Ainda que de maneira episódica (boa parte do roteiro é estruturado em flashbacks, o que acaba sacrificando a naturalidade do fluxo narrativo, como se o espectador fosse sempre alertado de que a partir dali, assistirá um flashback sobre determinado assunto), o filme consegue estabelecer esses dois planos de reflexão e narração de maneira muito convincente e bonita. Portanto, ao mesmo tempo que levamos um soco no estômago com a brutalidade simbólica dos diálogos de Amy (Florence Pugh) com a tia March (Meryl Streep, impecável) e o amigo Laurie (Timothée Chalamet), temos o coração apertado por uma sequência protagonizada pela irmã mais jovem, Beth (Eliza Scanlen) e o vizinho da família, o Sr.

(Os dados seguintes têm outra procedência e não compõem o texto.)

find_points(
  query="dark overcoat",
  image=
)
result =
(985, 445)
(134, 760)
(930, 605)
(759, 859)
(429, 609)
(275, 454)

Laurence (Chris Cooper). E o fantástico é que esse encontro de atmosferas colabora para que em nenhum momento o little women do título original (“mulherzinhas”, numa tradução literal para o português que é também o título da obra de Alcott no Brasil), e o adoráveis mulheres do título brasileiro ganhem os contornos pejorativos dos estereótipos. Muito pelo contrário, eles são ressignificados: essas mulherzinhas adoráveis, todas muito diferentes entre si, questionam e não se conformam com o espaço que lhes reservam e com a impossibilidade de escrever suas próprias narrativas. Elas lutam (sonhando e falando) para que possam buscar o seu próprio lugar no mundo, um lugar escolhido por elas e construído por elas. Tudo isso num mundo fotografado em cores quentes, onde o Natal é um momento não só de celebração mas também de olhar para o outro, onde a infância tem gosto de união e onde mesmo as dificuldades e as ausências tem um gosto não tão amargo, pois há sempre certeza de que nunca se está sozinho.
É justamente a existência dessa atmosfera “comercial de margarina” ou “novela das 18h” que torna Adoráveis Mulheres um filme tão significativo atualmente: nesses dias amargos em que a censura à arte e o preconceito aparecem travestidos de respeito às diferentes opiniões, e que artistas têm subtraída a sua extrema importância no processo democrático e histórico, é muito bonito e simbólico que possamos nos cativar e nos emocionar com uma história que, ao mesmo tempo que fala de um assunto urgente, também fala de sentimentos tão universais e igualmente urgentes nos dias de hoje. O amor, o carinho e a esperança de que nossos sonhos são possíveis. Nada mais clichê e nada mais necessário nesses tempos antidemocráticos que, assim como Jo diz em determinada cena do filme, nos fazem lamentar o fim da infância.